U.S. Exports Compete for Asian Crude Trade
The reduction in Venezuelan and Iranian exports will reshuffle the crude trade deck and the U.S. will play a strong Asia hand this year and next, according to ESAI Energy’s Global Crude Oil Outlook released at the end of April.
According to the outlook, Venezuela’s crude exports will drop to about 500,000 b/d by the end of this year. Meanwhile, Brazil (and others) are stepping into the breach, lifting exports to China by close to 300-400,000 b/d in recent months. The flow of Latin American crude to Asia will, ironically, be higher in 2019 than in 2018 despite the drop in Venezuelan output.

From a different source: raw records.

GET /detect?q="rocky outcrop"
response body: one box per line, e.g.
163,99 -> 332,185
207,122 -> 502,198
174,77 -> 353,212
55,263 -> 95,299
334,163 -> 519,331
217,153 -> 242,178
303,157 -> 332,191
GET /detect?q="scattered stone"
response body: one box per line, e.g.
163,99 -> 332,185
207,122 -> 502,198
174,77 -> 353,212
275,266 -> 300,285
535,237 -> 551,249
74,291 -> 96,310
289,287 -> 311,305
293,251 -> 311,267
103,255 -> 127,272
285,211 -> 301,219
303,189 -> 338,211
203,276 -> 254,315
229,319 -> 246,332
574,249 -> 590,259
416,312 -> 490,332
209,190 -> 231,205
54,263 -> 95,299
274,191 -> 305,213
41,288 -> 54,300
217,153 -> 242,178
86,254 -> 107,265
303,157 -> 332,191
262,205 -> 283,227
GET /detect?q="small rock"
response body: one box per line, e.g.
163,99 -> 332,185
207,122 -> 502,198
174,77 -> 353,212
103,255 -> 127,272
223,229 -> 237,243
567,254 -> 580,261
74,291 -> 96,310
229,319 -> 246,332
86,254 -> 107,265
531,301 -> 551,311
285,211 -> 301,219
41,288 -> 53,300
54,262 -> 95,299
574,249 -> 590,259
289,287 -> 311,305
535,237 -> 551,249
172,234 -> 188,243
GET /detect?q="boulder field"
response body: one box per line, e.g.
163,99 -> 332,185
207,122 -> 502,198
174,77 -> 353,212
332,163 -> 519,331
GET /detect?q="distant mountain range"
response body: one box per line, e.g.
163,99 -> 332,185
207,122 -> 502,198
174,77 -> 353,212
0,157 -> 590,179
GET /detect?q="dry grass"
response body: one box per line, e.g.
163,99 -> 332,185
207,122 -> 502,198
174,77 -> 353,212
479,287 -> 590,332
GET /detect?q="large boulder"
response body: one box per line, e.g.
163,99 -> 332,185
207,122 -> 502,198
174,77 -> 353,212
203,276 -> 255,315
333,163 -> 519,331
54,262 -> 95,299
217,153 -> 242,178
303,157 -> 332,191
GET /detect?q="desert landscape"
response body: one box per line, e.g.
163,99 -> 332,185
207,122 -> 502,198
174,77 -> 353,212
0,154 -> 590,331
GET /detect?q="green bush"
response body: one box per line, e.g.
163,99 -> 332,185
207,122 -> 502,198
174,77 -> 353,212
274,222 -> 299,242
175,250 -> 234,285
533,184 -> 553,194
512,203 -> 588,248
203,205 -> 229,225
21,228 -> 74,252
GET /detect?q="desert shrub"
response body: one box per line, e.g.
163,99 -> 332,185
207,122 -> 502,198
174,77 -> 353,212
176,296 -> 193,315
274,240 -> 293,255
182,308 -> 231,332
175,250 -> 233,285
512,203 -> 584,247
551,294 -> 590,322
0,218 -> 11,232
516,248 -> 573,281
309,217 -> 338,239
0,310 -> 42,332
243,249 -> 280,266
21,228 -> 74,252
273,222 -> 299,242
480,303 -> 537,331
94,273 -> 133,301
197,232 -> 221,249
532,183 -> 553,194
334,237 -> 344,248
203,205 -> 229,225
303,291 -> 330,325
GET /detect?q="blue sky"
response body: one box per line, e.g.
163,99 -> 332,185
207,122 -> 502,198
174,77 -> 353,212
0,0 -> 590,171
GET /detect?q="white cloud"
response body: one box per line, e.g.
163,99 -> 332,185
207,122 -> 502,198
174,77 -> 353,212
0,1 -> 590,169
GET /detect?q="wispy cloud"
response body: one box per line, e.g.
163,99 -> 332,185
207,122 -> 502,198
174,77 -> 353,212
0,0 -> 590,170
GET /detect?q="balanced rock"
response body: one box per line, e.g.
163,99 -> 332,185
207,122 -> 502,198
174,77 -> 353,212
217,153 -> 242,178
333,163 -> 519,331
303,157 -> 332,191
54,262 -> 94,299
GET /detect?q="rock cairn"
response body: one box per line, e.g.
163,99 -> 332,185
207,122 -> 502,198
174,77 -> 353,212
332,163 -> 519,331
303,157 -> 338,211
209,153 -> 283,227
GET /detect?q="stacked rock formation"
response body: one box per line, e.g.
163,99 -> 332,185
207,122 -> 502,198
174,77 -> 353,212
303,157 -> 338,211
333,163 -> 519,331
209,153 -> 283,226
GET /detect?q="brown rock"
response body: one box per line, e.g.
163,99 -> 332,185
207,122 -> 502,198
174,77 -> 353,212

Meanwhile in Iran, domestic use of crude and condensate equals about 2.0 million b/d, leaving about 1.4 million b/d of crude and condensate surplus for export or storage. It is unlikely that all of these volumes will be lost to the market given the difficulty of replacing condensates and the resistance of key importing countries to U.S. sanctions. But even if most of the Iranian volumes are lost to the market, they can be replaced. The Arab Gulf producers, especially Saudi Arabia and the UAE, are the logical alternative suppliers, but they will compete with the aforementioned Latin American exports as well as higher African and FSU exports to Asia. Meanwhile, U.S. exports to Asia should rise by about 400,000 b/d in both 2019 and 2020.
“Asia remains the prize, and Saudi Arabia and the U.S. will be the biggest winners,” commented ESAI Energy Managing Principal, Sarah Emerson.